In all of these roles, Dr. Betteridge has helped to build scholarly institutions in the field of Middle East studies, nurture students and junior colleagues, defend academic freedom, and campaign for support for the field — both on a national scale and in her long-time home of Arizona. 

As executive director of MESA between 1990 and 2002, Dr. Betteridge turned a part-time operation into a fully professional organization. Dr. Betteridge was key to building MESA into an organization capable of serving a rapidly growing field of area studies. She oversaw a period of seismic changes, as the Cold War ended (with consequences for the funding of Area Studies), bookended by crises like the invasion of Kuwait and September 11 that increased media attention and demands upon MESA for information and expertise. MESA also had to accommodate shifts in technology, from an era of postal mail and telephones to faxes, emails, and the very first MESA website. She not only enabled the expansion and professionalization of the MESA staff to accommodate the changing and growing membership, she also served then-new committees like the Committee on Academic Freedom and the Albert Hourani Book Award with the structure and support needed to develop and eventually flourish. 

As director of the Center for Middle East Studies at the University of Arizona since 2003, Dr. Betteridge has built up the university’s offerings in Middle East studies significantly by writing six successful applications to the Department of Education’s Title VI program, which have contributed to an expansion of the university’s Middle East studies faculty, a full range of Middle East language programs, and an extensive record of programs for K-12 educators across the state of Arizona and beyond. 

As co-chair of the Council of Title VI National Resource Center Directors since 2010, Dr. Betteridge has organized untold numbers of agenda-setting workshops, advocacy sessions at Congress, information-sharing meetings, conference calls, and other activities on behalf of the more than 100 international and area studies centers funded by the U.S. Department of Education’s Title VI program, not just in Middle East studies but representing the study of all regions of the world. She has also worked closely with the Coalition for International Education in Washington, D.C., to engage with Congressional representatives and staff members to defend federal programs in international and area studies against political attacks and to advocate for increased federal investment in language and area studies training. 

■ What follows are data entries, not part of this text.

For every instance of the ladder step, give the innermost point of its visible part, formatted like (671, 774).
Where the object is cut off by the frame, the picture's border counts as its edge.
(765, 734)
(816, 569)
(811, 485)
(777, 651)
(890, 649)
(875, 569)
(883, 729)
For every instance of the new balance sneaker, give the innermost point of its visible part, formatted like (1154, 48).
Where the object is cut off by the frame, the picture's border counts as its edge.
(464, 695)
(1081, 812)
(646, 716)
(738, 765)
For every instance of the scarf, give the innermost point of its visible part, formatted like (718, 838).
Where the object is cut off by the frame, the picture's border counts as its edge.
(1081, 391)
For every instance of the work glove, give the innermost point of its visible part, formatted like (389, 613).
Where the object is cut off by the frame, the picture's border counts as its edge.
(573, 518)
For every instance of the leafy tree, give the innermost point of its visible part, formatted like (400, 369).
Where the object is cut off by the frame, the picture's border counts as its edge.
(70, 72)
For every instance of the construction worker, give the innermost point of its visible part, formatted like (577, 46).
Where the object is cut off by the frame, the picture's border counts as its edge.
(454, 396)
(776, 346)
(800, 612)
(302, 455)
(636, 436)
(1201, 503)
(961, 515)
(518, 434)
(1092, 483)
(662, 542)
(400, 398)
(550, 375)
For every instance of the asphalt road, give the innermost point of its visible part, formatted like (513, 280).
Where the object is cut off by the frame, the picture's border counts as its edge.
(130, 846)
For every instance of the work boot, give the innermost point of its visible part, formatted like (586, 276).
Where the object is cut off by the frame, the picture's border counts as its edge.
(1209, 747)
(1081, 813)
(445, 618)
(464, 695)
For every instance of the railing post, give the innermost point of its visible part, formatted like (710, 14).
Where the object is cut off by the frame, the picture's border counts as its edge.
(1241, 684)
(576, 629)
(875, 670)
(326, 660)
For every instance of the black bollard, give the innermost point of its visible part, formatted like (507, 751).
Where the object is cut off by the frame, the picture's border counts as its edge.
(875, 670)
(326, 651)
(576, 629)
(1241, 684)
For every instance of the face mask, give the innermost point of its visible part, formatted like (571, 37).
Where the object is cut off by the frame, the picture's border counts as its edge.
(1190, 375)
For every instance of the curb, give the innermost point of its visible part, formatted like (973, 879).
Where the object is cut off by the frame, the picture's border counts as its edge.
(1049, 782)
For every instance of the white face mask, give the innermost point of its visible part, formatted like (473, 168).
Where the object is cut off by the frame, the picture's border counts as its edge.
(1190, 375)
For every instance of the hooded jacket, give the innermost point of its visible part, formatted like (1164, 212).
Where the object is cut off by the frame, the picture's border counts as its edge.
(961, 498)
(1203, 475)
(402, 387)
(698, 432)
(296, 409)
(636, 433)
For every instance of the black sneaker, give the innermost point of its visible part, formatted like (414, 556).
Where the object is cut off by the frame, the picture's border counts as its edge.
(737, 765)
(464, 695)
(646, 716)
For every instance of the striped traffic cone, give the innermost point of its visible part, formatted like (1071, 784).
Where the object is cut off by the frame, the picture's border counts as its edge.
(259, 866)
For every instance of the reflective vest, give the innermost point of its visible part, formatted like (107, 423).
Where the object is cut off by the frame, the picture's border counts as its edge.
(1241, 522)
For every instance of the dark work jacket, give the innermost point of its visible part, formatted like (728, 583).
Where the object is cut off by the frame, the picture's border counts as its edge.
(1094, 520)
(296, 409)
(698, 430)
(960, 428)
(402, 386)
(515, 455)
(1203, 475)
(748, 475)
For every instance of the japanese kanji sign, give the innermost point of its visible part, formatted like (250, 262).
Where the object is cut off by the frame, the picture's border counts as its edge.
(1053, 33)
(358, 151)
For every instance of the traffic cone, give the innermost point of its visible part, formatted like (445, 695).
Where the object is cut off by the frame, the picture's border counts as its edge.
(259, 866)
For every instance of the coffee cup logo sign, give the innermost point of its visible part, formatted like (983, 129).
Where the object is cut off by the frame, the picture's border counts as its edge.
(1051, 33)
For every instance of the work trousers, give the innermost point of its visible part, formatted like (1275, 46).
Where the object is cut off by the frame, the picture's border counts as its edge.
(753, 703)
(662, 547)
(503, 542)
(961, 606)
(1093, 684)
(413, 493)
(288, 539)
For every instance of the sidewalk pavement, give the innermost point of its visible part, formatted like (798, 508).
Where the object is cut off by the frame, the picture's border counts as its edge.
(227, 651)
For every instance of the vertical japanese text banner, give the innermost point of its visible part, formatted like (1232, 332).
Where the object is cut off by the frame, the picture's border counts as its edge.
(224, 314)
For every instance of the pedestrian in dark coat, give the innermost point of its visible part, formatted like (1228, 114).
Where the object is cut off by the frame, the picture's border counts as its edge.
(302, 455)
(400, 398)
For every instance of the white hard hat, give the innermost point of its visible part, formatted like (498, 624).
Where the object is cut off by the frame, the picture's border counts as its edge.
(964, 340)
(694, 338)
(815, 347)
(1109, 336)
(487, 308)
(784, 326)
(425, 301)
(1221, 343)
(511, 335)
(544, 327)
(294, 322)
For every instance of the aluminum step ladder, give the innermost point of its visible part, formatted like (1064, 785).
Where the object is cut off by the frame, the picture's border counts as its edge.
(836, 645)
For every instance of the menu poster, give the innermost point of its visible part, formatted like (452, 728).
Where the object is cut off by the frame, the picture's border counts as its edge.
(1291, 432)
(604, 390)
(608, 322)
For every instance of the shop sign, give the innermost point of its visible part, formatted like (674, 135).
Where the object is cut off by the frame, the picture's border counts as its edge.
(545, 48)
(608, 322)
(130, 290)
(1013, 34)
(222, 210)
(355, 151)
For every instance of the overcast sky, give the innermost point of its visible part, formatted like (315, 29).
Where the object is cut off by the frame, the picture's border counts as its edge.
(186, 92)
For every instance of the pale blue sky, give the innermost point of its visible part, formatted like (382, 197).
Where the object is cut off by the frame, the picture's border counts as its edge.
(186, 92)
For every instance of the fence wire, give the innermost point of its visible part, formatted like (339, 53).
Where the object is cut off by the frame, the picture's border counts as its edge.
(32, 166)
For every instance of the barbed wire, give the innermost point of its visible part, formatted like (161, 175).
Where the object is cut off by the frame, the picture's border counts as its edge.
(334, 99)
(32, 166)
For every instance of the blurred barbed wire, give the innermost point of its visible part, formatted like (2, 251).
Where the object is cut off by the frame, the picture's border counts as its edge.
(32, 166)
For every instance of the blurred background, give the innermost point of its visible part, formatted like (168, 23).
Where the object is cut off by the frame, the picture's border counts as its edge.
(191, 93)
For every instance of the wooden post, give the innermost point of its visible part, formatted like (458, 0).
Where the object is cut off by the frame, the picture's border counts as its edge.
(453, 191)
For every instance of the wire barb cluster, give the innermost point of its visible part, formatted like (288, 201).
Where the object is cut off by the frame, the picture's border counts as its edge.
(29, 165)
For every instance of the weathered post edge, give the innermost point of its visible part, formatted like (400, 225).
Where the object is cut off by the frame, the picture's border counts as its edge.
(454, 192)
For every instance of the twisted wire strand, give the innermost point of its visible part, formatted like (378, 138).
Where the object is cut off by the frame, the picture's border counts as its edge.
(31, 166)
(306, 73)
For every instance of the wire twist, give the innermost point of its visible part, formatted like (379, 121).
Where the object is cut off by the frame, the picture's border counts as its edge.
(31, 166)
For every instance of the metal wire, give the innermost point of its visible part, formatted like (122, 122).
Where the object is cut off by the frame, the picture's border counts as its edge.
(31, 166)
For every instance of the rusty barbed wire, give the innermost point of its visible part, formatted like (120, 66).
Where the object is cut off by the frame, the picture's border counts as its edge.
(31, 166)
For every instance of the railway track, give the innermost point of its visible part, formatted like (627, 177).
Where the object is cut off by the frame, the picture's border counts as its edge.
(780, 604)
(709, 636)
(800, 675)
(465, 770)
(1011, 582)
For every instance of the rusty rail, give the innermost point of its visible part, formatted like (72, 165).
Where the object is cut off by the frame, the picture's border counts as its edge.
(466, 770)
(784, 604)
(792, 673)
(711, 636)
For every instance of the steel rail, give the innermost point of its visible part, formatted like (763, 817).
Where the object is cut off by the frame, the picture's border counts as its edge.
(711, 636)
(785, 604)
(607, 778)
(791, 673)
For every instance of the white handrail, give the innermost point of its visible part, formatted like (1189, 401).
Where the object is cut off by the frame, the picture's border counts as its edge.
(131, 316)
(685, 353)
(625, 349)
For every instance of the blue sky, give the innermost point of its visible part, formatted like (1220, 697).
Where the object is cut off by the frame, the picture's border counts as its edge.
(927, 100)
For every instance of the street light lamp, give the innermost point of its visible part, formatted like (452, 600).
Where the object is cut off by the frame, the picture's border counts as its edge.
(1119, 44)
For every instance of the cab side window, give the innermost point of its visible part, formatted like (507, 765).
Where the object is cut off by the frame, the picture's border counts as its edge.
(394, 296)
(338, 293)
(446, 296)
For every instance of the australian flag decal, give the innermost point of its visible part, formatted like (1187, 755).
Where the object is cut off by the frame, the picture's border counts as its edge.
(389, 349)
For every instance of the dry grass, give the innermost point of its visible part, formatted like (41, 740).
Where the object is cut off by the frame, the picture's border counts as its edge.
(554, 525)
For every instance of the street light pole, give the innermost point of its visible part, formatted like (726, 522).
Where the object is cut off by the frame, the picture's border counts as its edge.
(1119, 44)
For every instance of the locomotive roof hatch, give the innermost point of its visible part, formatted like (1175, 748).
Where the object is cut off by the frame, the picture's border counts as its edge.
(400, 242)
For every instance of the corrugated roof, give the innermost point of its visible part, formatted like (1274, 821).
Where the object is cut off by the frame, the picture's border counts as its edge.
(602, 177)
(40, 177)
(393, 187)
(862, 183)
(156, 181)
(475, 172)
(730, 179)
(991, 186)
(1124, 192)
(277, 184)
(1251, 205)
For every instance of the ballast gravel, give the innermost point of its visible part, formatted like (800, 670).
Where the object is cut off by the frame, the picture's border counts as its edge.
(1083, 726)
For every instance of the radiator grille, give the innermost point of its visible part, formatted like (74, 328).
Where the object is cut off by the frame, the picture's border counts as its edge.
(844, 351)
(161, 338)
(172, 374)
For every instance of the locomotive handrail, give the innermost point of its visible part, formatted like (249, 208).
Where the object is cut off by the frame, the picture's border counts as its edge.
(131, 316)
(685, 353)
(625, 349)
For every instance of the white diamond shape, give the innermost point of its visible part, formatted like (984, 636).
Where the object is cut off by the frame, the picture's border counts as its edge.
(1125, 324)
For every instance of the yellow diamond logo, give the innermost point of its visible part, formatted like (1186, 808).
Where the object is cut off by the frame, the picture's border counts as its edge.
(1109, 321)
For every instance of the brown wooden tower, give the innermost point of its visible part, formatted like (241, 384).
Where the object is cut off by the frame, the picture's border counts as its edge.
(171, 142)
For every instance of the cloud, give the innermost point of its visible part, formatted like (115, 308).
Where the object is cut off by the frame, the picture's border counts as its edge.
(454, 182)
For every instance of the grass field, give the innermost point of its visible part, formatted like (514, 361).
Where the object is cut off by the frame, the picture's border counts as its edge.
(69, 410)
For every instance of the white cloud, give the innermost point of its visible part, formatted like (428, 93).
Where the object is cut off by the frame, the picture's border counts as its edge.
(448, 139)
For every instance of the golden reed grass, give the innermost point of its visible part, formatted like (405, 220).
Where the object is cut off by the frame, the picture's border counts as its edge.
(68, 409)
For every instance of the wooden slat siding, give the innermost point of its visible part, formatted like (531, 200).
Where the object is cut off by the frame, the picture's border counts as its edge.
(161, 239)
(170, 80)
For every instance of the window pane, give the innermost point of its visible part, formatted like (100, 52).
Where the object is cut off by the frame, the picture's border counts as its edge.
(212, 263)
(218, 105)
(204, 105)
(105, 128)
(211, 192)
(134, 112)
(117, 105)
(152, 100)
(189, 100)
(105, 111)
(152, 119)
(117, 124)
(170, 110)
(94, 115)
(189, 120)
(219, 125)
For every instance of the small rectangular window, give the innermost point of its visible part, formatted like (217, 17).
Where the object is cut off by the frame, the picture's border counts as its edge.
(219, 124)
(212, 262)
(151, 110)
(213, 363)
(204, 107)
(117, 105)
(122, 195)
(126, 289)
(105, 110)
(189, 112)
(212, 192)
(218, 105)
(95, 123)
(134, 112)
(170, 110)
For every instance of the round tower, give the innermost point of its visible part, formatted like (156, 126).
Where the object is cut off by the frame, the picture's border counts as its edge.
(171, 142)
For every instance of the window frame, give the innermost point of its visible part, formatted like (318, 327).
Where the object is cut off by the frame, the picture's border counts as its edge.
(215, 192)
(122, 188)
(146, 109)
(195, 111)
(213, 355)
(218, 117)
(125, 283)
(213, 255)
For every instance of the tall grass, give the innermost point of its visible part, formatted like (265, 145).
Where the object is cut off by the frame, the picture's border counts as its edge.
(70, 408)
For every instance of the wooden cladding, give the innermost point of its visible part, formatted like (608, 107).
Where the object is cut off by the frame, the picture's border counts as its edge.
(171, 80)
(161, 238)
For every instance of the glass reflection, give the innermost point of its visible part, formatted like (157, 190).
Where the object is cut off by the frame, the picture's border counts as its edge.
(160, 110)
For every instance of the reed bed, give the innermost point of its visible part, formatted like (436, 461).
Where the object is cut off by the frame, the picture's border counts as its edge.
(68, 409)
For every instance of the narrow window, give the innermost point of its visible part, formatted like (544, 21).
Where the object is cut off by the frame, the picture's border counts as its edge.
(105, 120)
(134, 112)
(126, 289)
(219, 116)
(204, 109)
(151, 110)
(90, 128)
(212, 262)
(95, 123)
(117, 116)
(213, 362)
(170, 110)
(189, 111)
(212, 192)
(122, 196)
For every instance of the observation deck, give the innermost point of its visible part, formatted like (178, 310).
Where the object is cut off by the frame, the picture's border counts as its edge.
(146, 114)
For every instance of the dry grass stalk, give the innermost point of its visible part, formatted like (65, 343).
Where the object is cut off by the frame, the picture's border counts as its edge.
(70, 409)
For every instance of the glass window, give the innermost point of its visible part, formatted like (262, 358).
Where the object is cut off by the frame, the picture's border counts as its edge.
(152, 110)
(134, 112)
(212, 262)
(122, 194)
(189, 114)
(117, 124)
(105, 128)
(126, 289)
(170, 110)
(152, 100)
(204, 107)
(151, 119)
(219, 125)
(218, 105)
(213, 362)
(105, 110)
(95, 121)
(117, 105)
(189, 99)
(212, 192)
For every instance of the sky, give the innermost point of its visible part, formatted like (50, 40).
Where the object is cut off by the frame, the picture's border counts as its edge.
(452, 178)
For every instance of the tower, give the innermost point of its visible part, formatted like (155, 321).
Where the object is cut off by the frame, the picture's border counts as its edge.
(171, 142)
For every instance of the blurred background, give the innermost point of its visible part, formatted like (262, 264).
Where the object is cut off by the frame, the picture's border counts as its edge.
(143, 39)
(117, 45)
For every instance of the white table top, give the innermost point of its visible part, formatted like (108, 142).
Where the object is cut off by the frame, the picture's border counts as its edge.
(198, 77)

In addition, Dr. Betteridge has regularly convened a meeting of Middle East Title VI center directors during MESA’s annual conference. The agenda includes briefings on issues that Middle East centers face, and updates on collaborative initiatives across campuses. Dr. Betteridge runs these meetings with the wisdom of one who has lived through numerous academic crises and can sense issues just beyond the horizon. 

As president of the American Institute for Iranian Studies since 2019, Dr. Betteridge has worked to maintain scholarly exchanges between U.S.-based and Iran-based researchers during a time of very poor relations between the U.S. and Iranian governments, as well as supporting Persian language study and Iranian studies research among graduate students with ongoing grant funding from the Council on American Overseas Research Institutes. 

While this sort of unsung administrative service – on an individual level and on an institutional level – is not necessarily visible to the wider profession, it has been truly instrumental to supporting the advancement of the field of Middle East studies at large. 

This award is therefore enthusiastically given to Dr. Betteridge in recognition of her long and devoted service to the field of Middle East studies.